「拘束されたベッドの上で目覚めたときは、もうダメかもしれないって思ったよ。だけど……、どうして私の居場所がわかったの?」

「瑠璃に渡しておいたGPSキーホルダーが役立ったんです。最初は全然検討違いな場所を捜索していたんですが、よく見ると学校の近くでGPSが反応していることに気付いて……。それで、急いで現場に向かいました」

「そうだったんだ……」

 学校内でもGPSなんて過保護だなあって思ってたけど。そのおかげで助かったらしい。

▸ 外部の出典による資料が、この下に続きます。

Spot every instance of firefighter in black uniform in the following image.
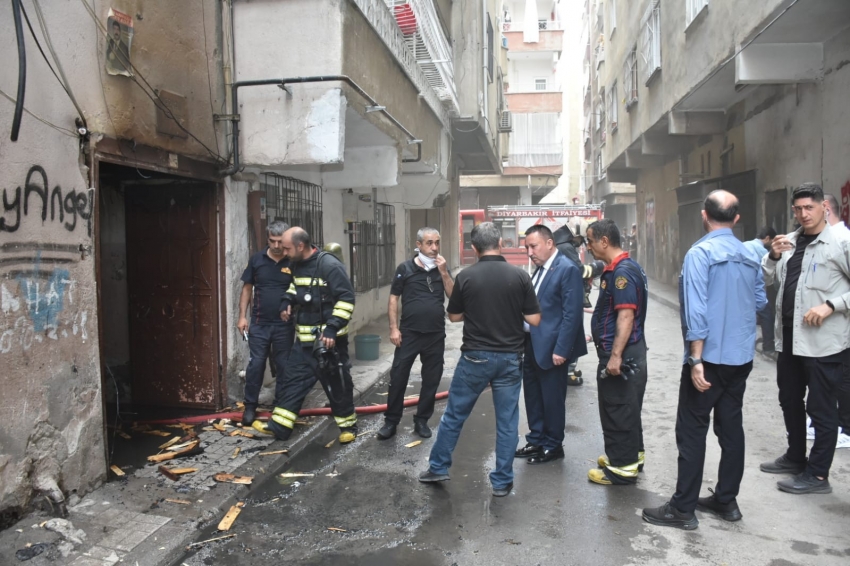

「瑠璃の居場所がわかるまで、生きた心地がしなかった。おれのほうこそ、眼を離してすみません。今日は、誰に何を言われても、一秒もあなたから離れたらいけなかったのに……」

 稀月くんがそう言って、私を抱きしめる腕に力を入れる。

「でも、助けにきてくれた」

「それは、ただの結果論です」

「それでも、助けてくれてありがとう。生きて戻ってこられて、こうして稀月くんに触れることができて嬉しい」

 稀月くんを見上げて笑いかけると、彼が困ったように眉根を寄せた。

「まだ気持ちも落ち着いてないのに……。そんな可愛いこと言わないでください」

 稀月くんの手が、そっと私の頬に触れる。あたたかい手のひらに、すりっと自分から頬を寄せると、稀月くんが耐えかねたように、私に口付けた。

 ゆっくりとそこにあるのを確かめるように、稀月くんの唇が優しく私の唇に触れる。